[HarfBuzz] Using Harfbuzz & ICU & Glyphy in OpenES2 Engine

Fri Feb 7 23:01:49 CET 2014

Hey guys! I'm working on a Python3-based OpenGL library and I want to 
use the union of Harfbuzz and libicu to do some (a small subset) of what 
Pango currently does. I cannot, unfortunately, simply use Pango, as its 
dependency chain will likely stop my clients' interest dead in its 
tracks. Further, there are some issues when customizing Pango's 
rendering model (and I'm not speaking without experience here, I've done 
it when I wrote osgPango) that aren't ideal to work with.

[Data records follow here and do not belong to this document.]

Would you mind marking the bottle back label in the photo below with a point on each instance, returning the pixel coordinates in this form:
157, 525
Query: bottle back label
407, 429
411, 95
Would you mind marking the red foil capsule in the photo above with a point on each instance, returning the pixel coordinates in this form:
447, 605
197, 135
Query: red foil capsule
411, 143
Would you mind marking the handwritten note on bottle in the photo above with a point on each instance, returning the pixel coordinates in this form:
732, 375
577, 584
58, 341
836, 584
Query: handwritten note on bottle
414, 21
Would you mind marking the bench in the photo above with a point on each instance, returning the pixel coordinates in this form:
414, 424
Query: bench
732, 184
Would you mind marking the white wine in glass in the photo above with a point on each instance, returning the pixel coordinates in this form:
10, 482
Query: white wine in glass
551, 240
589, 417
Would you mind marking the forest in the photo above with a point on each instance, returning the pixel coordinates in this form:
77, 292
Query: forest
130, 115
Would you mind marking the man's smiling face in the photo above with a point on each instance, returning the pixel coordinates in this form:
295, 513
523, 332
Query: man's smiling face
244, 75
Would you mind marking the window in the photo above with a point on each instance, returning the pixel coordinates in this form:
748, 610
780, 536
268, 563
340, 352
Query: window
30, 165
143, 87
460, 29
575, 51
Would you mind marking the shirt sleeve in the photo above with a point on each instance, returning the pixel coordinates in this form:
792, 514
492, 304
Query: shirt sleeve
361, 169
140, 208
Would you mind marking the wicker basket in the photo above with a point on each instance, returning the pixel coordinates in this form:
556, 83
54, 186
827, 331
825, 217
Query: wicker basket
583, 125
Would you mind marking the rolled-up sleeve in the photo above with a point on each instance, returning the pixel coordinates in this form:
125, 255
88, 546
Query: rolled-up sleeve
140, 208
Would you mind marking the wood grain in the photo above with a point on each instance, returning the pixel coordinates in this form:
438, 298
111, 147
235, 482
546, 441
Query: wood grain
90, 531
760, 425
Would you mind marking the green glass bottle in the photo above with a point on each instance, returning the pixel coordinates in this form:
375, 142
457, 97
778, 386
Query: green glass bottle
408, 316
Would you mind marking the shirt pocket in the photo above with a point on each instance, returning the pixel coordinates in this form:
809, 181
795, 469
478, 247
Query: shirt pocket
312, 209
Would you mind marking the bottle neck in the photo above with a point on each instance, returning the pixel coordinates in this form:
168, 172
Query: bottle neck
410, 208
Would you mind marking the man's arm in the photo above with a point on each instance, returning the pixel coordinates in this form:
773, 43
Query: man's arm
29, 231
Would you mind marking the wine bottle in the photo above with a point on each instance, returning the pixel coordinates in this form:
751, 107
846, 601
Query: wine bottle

So, I would like to use hb and icu to accomplish some very basic layout 
in my OpenGL scenes (note: I will also be using Glyphy instead of my own 
rasterized SDF font textures too). I will need basic left|right|center 
alignment (potentitally justify, but it isn't a request yet), some basic 
markup support, etc.

I nearly have everything working locally, but the one area I'm having a 
lot of trouble with is knowing how--and in fact, WHOSE responsibility it 
is--to determine how to break large lines of text given my sizing 
constraints. This doesn't appear to be something harfbuzz attempts to 
do, but it may have helper functions nonetheless.

What I'm looking for are a few hints on how people (Behdad?) might 
tackle this problem. ALL text in this library gets converted in 
whitespace-normalized UTF8 using libicu and line breaks can only be 
FORCED by using <p/> or <br/> markup. Otherwise, all breaks should 
behave similarly to how they do in HTML.

If I feed my force-delimited lines of text (that is, break my input feed 
up by <br>/<p>) one huge chunk at a time to harfbuzz, I can get the 
extents for each glyph as if I had unlimited X coordinate space. I can 
use these extents to position as required by the calling function, but 
again, I'm having trouble determining where it is safe to break.

Is this something libicu can handle? Can harfbuzz make it easier?

NOTE: When I "whitespace normalize" my string before ever passing it 
harfbuzz, I use the UBRK API of libicu. There are also functions like:

     u_isspace()

...which look promising, but it expects a UChar32, which I do not know 
how to easily fetch while using harfbuzz's UTF8 functions, who operate 
on potential multibyte chars.

Thanks in advance!